The American novelist Bernard Malamud has a striking phrase about the impossibility of making pure clay from time’s mud. Lawrence Harris, a BBC journalist, has done his best to fashion two serviceable pots to hold something of the flow of the past for a new generation of young readers.

The first story, Jackie Was a Hero, involves the English twins Tom and Polly and their mysterious camcorder that allows them to see, smell and hear the past while remaining invisible and unaffected themselves. They take it on a school journey to the Somme where they bear witness to the courage and endurance of a long-dead great-uncle. Flashes of vivid detail - such as an officer’s silver-topped riding crop - evoke life and death among the horrifying scenes of Thiepval and Fricourt.

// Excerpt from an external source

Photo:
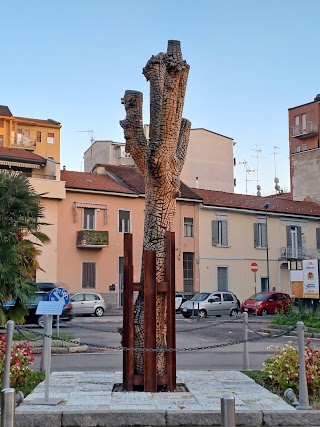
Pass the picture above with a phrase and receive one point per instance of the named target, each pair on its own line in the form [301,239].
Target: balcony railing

The dialogue is stilted in places, but the book takes a vigorous and plausible approach to abhorrent facts. It’s best read in conjunction with Harris’s new novel, Don’t Shout at the Guns, in which the twins encounter two sassy New York children visiting France with their grandfather.

This story pays a belated homage to the involvement of the Americans in World War I: not just the troops who fought on the Marne in 1918, but the volunteers who were there from the beginning. It recaptures the semi-absurd chivalric world of the aviators, their dogfights and champagne toasts to defeated enemies. It also suggests, in the sly meanness of Goering, that courage is a virtue that can co-exist with cruelty.

Children of about nine to 12 will respond enthusiastically to these clear, effective narratives with their careful historical research and their slightly sentimental theme of reparation to the unpitiable dead. We can’t know if it was like this, but Harris is a plausible modern witness.